Les lipides lactés représentent jusqu’à plus de 50 % des apports caloriques du lait humain. L’importance de l’équilibre entre les acides gras en n-3 et en n-6 pour le développement immunitaire est bien connu, en particulier le fait qu’un déséquilibre en faveur des acides gras en n-6 augmente le risque d’allergies. Les acides gras à chaîne courte (AGCC), tels que l’acétate, le butyrate ou le propionate, soulèvent de plus en plus d’intérêt en raison de leur rôle de médiateur dans les inflammations liées aux allergies. Ces acides gras sont produits par la flore intestinale et ils sont utilisés comme source d’énergie par les cellules de la muqueuse intestinale, ainsi que par le foie pour la néoglucogenèse (Kumari). Or, le profil fécal de ces AGCC semble altéré chez les enfants qui sont en surpoids ou qui sont atopiques. Ces AGCC sont les premiers métabolites produits par la flore intestinale des nourrissons, et leur synthèse augmente rapidement après la naissance (Rasmussen). Il serait intéressant d’étudier leur taux lacté. La choline est une source d’azote non protéique, et elle est un métabolite important pour la synthèse des lipides et pour le développement neurologique de l’enfant. On a constaté que le taux colostral de choline était positivement corrélé au taux sérique maternel de protéine C réactive (Ozarda), et qu’un apport alimentaire élevé en choline chez les adultes était corrélé à un niveau plus bas d’inflammation (Detopoulou).
En conclusion
Au vu de la prévalence actuelle des pathologies allergiques et de leur coût en matière de soins et de qualité de vie, il est capital de connaître les facteurs ayant un impact sur cette prévalence afin de mettre en œuvre des stratégies de prévention. Actuellement, il semble que les facteurs périnataux ont un impact important, et des interventions pourraient modifier certains de ces facteurs. La complexité de la composition du lait humain pourrait expliquer, au moins en partie, les contradictions entre les résultats de nombreuses études, et la possibilité de moduler cette composition via l’alimentation maternelle ou d’autres interventions pourrait avoir d’importantes implications.
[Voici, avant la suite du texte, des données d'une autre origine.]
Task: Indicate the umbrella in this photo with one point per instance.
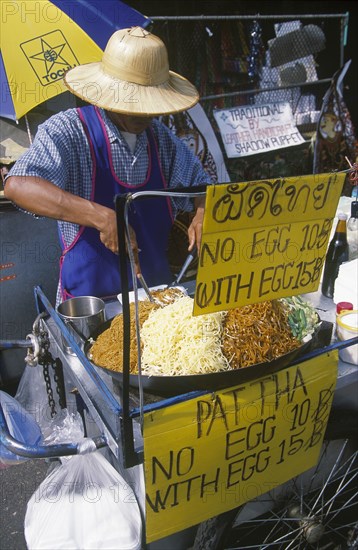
(41, 40)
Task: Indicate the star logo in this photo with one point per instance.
(50, 56)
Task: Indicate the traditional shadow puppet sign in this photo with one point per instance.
(251, 129)
(210, 454)
(264, 239)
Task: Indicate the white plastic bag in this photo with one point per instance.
(22, 427)
(83, 504)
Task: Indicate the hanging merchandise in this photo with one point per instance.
(256, 52)
(335, 139)
(337, 254)
(21, 425)
(83, 503)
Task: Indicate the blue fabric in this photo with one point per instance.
(101, 19)
(88, 267)
(60, 154)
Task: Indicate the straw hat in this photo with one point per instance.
(133, 77)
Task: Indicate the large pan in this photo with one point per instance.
(167, 386)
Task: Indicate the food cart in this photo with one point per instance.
(209, 450)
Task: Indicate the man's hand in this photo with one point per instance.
(196, 227)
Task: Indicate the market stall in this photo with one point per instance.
(219, 440)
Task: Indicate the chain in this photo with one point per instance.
(46, 360)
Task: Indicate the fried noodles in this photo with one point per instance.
(257, 333)
(107, 351)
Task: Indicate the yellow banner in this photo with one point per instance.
(264, 240)
(213, 453)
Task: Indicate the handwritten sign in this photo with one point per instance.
(213, 453)
(252, 129)
(264, 240)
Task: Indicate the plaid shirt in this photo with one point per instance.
(61, 155)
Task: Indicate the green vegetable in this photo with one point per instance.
(302, 316)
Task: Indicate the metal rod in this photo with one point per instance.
(244, 17)
(9, 344)
(130, 456)
(261, 90)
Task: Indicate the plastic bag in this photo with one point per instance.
(83, 504)
(22, 426)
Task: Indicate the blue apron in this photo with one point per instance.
(88, 268)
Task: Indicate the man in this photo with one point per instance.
(82, 158)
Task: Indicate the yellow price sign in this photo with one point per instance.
(210, 454)
(264, 240)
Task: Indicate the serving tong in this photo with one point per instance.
(179, 277)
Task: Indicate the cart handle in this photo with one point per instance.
(47, 451)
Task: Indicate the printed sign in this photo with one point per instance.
(264, 240)
(213, 453)
(252, 129)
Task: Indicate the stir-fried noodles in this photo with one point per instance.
(257, 333)
(107, 350)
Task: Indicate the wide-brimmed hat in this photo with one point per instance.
(133, 77)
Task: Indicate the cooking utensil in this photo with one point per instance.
(146, 288)
(82, 315)
(190, 257)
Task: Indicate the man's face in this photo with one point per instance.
(132, 124)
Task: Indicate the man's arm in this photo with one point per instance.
(196, 227)
(43, 198)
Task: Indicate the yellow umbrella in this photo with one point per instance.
(41, 40)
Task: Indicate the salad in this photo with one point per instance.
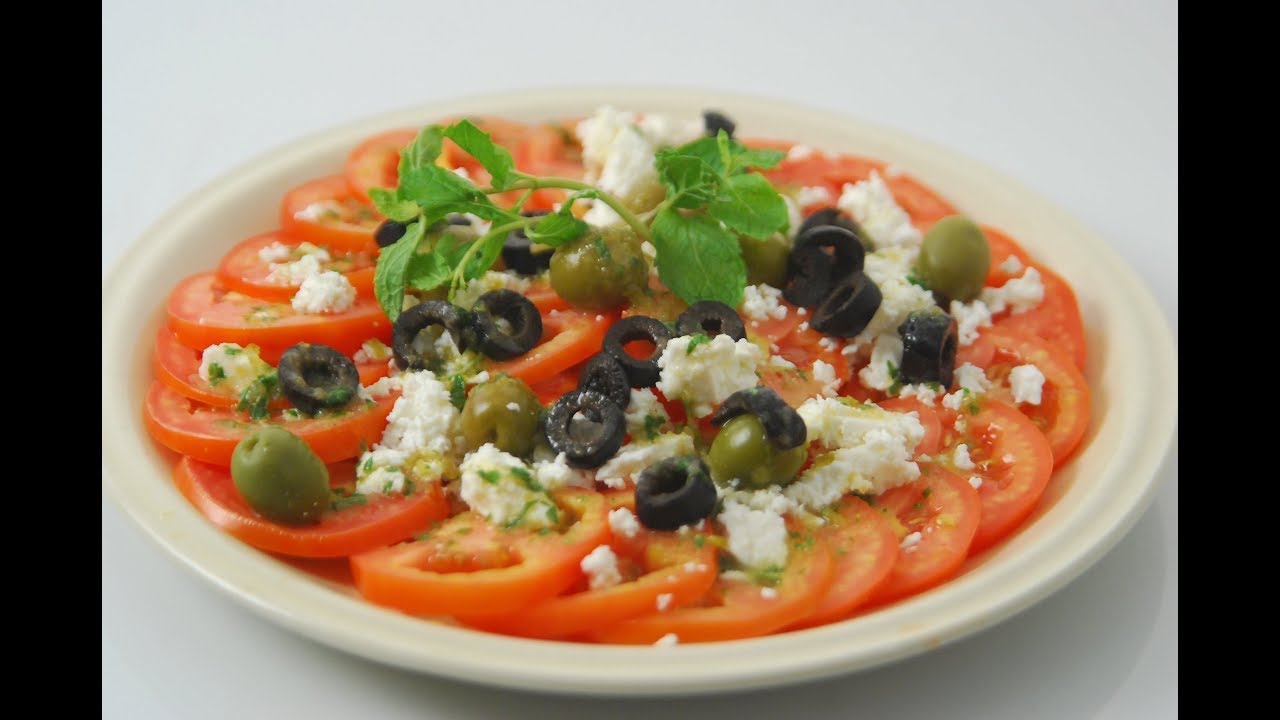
(627, 378)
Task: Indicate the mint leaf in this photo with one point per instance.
(750, 205)
(556, 229)
(423, 151)
(391, 204)
(392, 267)
(698, 258)
(478, 144)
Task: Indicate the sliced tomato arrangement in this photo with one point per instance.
(417, 547)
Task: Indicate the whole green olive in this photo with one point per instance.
(600, 269)
(280, 477)
(503, 411)
(766, 259)
(741, 451)
(954, 259)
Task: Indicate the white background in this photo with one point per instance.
(1077, 99)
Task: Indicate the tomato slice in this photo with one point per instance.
(380, 520)
(202, 313)
(737, 607)
(375, 162)
(1013, 459)
(945, 509)
(327, 212)
(568, 338)
(178, 367)
(210, 434)
(243, 270)
(466, 565)
(662, 564)
(865, 551)
(1063, 413)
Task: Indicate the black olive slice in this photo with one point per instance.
(603, 374)
(822, 258)
(782, 424)
(929, 342)
(603, 428)
(673, 492)
(489, 337)
(314, 377)
(411, 352)
(714, 121)
(388, 233)
(641, 372)
(711, 318)
(836, 217)
(849, 308)
(517, 251)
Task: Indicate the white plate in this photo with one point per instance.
(1087, 509)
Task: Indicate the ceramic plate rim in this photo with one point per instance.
(1134, 433)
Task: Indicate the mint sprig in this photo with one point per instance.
(712, 197)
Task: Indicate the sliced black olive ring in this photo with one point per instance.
(673, 492)
(821, 259)
(603, 374)
(585, 443)
(641, 372)
(839, 218)
(315, 377)
(850, 306)
(485, 333)
(711, 318)
(929, 342)
(519, 255)
(782, 424)
(412, 347)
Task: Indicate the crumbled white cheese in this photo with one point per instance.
(624, 522)
(231, 367)
(635, 456)
(709, 372)
(757, 538)
(1028, 383)
(644, 414)
(1019, 294)
(497, 484)
(600, 566)
(325, 292)
(872, 204)
(763, 302)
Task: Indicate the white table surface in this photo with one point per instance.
(1077, 99)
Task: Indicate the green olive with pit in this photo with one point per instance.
(280, 477)
(743, 452)
(766, 259)
(954, 259)
(602, 269)
(503, 411)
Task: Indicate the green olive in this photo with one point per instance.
(600, 269)
(280, 477)
(766, 259)
(743, 451)
(955, 258)
(503, 411)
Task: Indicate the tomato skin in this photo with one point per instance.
(242, 270)
(375, 162)
(380, 520)
(201, 313)
(517, 570)
(1014, 461)
(210, 434)
(351, 231)
(946, 518)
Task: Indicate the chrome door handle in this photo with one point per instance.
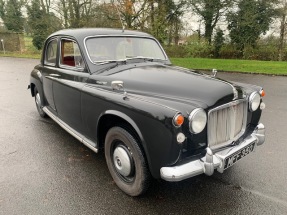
(55, 75)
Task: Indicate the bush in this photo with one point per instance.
(176, 51)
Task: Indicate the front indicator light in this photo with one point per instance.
(262, 93)
(254, 101)
(180, 137)
(178, 120)
(197, 120)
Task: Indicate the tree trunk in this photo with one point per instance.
(282, 35)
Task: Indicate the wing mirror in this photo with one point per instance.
(118, 85)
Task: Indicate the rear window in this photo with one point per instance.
(51, 52)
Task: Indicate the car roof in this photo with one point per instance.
(81, 33)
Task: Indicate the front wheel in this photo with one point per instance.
(126, 162)
(38, 102)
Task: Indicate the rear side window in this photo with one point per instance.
(51, 52)
(70, 54)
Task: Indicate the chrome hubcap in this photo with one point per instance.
(122, 161)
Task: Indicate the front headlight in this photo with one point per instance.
(254, 101)
(197, 120)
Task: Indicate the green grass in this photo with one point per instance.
(245, 66)
(20, 55)
(29, 51)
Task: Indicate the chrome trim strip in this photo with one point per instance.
(90, 144)
(236, 102)
(211, 161)
(118, 35)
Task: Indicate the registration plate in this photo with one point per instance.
(232, 159)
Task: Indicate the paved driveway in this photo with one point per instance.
(44, 170)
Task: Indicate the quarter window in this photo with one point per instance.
(51, 52)
(70, 54)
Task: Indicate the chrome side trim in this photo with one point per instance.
(211, 161)
(90, 144)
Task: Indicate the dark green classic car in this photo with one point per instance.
(117, 90)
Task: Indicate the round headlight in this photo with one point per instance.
(254, 101)
(197, 120)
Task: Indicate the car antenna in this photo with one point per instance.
(123, 27)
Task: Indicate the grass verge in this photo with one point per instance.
(244, 66)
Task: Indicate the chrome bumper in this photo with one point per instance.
(210, 161)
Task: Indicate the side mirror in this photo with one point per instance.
(117, 85)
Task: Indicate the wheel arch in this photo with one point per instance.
(116, 118)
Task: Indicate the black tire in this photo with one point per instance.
(38, 102)
(120, 144)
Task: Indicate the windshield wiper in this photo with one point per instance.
(109, 61)
(140, 57)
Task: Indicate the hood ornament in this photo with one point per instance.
(214, 72)
(235, 93)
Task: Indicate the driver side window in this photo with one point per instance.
(70, 54)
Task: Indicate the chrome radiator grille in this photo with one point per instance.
(226, 123)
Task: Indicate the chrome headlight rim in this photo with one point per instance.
(192, 117)
(252, 98)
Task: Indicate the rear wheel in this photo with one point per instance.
(39, 104)
(126, 162)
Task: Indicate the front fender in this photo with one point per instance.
(151, 121)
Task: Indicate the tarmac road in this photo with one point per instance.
(44, 170)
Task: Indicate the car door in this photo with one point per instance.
(67, 86)
(49, 71)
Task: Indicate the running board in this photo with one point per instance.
(90, 144)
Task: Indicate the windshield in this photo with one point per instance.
(106, 49)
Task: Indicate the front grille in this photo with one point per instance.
(226, 123)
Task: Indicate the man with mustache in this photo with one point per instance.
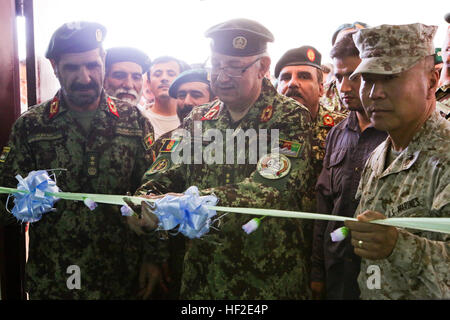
(300, 77)
(100, 144)
(191, 88)
(408, 175)
(273, 261)
(124, 68)
(335, 267)
(163, 112)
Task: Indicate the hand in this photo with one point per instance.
(372, 241)
(318, 290)
(150, 276)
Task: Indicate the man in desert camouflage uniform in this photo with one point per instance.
(100, 141)
(407, 175)
(299, 76)
(273, 261)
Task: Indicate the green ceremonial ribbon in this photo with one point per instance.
(426, 224)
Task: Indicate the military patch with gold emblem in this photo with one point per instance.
(290, 148)
(266, 114)
(5, 154)
(159, 165)
(239, 42)
(212, 114)
(54, 107)
(328, 120)
(169, 145)
(112, 107)
(148, 141)
(274, 166)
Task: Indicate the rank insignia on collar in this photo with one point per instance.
(4, 154)
(328, 120)
(290, 148)
(266, 114)
(273, 166)
(54, 107)
(148, 140)
(112, 107)
(159, 165)
(212, 114)
(169, 145)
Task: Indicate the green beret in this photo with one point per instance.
(193, 75)
(239, 37)
(75, 37)
(120, 54)
(305, 55)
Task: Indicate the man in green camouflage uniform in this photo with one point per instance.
(408, 175)
(273, 262)
(100, 141)
(299, 76)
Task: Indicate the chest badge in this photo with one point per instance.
(212, 113)
(54, 107)
(273, 166)
(328, 120)
(112, 107)
(266, 114)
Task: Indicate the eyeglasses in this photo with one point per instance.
(231, 72)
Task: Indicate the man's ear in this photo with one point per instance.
(54, 66)
(433, 83)
(265, 65)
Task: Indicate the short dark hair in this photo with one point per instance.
(345, 47)
(163, 59)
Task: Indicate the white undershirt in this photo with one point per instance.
(161, 124)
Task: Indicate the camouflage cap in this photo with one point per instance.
(239, 37)
(75, 37)
(391, 49)
(120, 54)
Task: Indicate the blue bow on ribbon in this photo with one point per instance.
(29, 207)
(188, 211)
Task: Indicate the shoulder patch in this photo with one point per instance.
(169, 145)
(274, 166)
(5, 154)
(290, 148)
(159, 165)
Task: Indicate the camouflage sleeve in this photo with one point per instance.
(427, 259)
(16, 159)
(288, 192)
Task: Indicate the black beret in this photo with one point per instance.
(193, 75)
(119, 54)
(75, 37)
(305, 55)
(355, 25)
(239, 37)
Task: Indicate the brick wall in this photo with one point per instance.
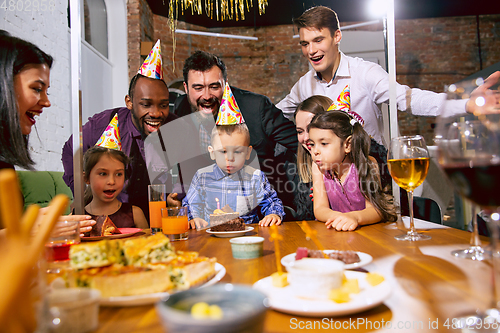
(140, 29)
(47, 29)
(429, 54)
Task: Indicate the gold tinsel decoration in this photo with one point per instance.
(224, 10)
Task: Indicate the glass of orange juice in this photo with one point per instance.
(157, 200)
(174, 223)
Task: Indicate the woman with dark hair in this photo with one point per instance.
(305, 111)
(24, 80)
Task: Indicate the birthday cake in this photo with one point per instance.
(226, 219)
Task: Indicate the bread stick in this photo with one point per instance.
(28, 220)
(10, 201)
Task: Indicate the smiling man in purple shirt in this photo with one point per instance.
(147, 109)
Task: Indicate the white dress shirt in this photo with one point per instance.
(369, 87)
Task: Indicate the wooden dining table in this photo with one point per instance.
(430, 287)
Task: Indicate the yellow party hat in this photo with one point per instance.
(343, 103)
(229, 111)
(152, 66)
(110, 138)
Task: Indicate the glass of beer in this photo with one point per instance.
(174, 223)
(64, 234)
(408, 162)
(157, 200)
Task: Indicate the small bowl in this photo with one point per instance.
(311, 277)
(244, 310)
(74, 309)
(247, 247)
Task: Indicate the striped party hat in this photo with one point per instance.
(229, 112)
(110, 138)
(152, 66)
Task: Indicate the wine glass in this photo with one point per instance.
(408, 161)
(475, 251)
(469, 153)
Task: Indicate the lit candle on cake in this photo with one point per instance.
(279, 279)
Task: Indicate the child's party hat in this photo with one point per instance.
(110, 138)
(152, 66)
(229, 112)
(343, 103)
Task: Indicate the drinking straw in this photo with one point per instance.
(276, 237)
(311, 234)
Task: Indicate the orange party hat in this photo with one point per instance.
(152, 66)
(110, 138)
(229, 111)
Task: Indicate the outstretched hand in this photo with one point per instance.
(342, 222)
(271, 219)
(86, 221)
(197, 223)
(491, 102)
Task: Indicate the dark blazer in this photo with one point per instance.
(268, 127)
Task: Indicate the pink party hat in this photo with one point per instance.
(152, 66)
(343, 103)
(110, 138)
(229, 112)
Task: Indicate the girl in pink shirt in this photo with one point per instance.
(346, 182)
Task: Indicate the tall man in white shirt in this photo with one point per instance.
(368, 82)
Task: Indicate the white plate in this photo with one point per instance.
(284, 300)
(227, 234)
(364, 257)
(137, 300)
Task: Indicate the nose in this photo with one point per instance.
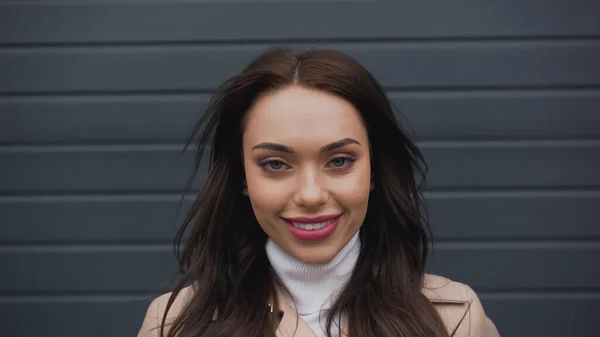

Nous avons actuellement besoin de grandes études menées selon une méthodologie standardisée et rigoureuse sur la composition du lait humain et les facteurs qui peuvent l’influencer, et ce dans des populations et des pays variés, prenant en compte le lieu de résidence, le mode de vie, l’alimentation maternelle… Ces études devraient utiliser les approches les plus récentes (métabolomique, protéomique…) ainsi que les méthodes d’analyse les plus fiables. Les études interventionnelles devraient être randomisées et prévoir un suivi à long terme. Les modalités du sevrage peuvent également avoir un impact, et diverses stratégies d’introduction des solides devraient faire l’objet d’études randomisées.
Les références bibliographiques de l'article sont à trouver dans le n° 133 des DA.